Fast forward through the millennium to cruising becoming one of the most affordable, sought-after vacations you can take. Dedicated cruise junkies will set sail several times a year, looking for the best deals on vacation packages. Some lines even offer what are known as "repositioning" cruises, which visit ports on the way to a different location from the one the ship departs from. Add to that the number of ports these gargantuan boats now leave from, you can catch one in so many places, it often does not require an additional plane trip to get to them. But, with convenience and a good bargain, disaster often accompanies the experience, as the unsuspecting passengers on the Carnival Triumph found out this week.

What happened on the Carnival Triumph is nothing new in the cruising industry. For years we've been hearing about outbreaks of norovirus and other illnesses due to the less than sanitary conditions aboard some of these vessels. When the Costa Concordia ran aground off the coast of Italy, killing 35 passengers, many people stood up and took notice of the dangers of cruising. But, the story, although major, did not impact the cruising crowd that sets sail on the fun ships. Today, for less than $500, you can embark on a 4-day jaunt on one of these floating hotels, and expect to have the time of your life - until the boat malfunctions and you're stuck relieving yourself into a trash bag.

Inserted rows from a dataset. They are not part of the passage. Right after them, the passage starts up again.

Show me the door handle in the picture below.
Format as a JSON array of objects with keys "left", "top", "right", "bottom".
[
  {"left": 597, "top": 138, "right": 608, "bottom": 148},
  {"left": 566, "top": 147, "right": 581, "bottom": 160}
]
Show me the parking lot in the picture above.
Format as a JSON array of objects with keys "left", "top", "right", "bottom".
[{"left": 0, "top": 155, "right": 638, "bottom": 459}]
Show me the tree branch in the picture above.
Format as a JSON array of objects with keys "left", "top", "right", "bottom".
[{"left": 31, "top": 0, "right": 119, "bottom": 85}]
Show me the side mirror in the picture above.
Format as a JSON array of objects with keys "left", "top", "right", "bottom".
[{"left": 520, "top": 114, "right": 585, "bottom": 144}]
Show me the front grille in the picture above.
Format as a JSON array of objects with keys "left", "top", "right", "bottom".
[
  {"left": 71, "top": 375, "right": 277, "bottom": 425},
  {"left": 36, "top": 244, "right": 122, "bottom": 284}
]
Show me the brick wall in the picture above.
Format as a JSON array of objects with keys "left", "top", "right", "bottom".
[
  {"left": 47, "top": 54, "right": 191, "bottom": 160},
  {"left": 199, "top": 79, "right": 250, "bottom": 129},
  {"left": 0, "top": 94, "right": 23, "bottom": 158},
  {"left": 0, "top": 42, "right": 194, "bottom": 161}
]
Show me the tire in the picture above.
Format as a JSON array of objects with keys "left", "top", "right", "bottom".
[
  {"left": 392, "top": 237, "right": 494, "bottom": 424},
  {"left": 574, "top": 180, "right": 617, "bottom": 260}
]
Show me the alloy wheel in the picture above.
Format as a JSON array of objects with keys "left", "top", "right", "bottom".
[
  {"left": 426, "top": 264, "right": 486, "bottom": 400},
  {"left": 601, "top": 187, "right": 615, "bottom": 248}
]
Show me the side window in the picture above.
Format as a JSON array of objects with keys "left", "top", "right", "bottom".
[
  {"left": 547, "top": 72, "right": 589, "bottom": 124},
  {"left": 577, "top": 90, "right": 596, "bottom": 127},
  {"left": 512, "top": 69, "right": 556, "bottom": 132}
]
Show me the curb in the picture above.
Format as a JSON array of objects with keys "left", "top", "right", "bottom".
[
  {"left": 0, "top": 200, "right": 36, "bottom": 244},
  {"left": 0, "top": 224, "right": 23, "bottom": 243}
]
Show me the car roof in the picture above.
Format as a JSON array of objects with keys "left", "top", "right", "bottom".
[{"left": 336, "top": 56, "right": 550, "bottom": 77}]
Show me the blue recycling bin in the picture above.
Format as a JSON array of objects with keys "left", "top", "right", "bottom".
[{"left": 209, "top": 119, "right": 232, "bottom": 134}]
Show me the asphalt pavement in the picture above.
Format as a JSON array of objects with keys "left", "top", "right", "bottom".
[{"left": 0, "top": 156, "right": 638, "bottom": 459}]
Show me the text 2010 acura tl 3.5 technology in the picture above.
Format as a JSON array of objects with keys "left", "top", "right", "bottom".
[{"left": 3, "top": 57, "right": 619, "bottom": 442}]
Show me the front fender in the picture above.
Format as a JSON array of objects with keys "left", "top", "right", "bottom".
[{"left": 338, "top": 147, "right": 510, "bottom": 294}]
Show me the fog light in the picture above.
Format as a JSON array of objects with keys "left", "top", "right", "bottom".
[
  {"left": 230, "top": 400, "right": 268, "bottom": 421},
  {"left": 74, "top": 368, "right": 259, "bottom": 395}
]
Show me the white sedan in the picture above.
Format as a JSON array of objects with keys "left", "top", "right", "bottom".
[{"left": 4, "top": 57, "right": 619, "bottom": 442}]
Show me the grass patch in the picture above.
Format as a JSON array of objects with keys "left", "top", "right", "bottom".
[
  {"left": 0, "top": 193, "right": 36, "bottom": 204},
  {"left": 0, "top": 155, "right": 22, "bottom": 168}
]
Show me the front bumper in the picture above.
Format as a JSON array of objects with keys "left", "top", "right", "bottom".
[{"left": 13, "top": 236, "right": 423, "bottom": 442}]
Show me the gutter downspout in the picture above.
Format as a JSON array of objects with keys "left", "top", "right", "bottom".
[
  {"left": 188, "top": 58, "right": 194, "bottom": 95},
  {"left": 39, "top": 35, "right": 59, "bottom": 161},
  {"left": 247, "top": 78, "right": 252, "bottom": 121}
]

After a few cheesy vacations taken in my early 20s, including the voyage on the mouse boat, I've always liked to research my vacation destinations/travel options before embarking on something as potentially disastrous as what these people have been through. Sure, things can go wrong on planes, and in trains and automobiles, but when you're being held captive on a floating hotel out at sea, the experience can be even more torturous and perilous. After all, a plane crash can kill you instantaneously; five days stuck on a debilitated cruise ship with raw sewage sluicing though your midst, little food, water, and no power, not only has the potential to kill you, it might actually drive you insane.

So, the lesson we learn from the Carnival Triumph, and all the other cruise ship cautionary tales out there in the great electronic void (I'd start with this one), is: do your homework. And always keep in mind that if something sounds too good to be true, it usually is.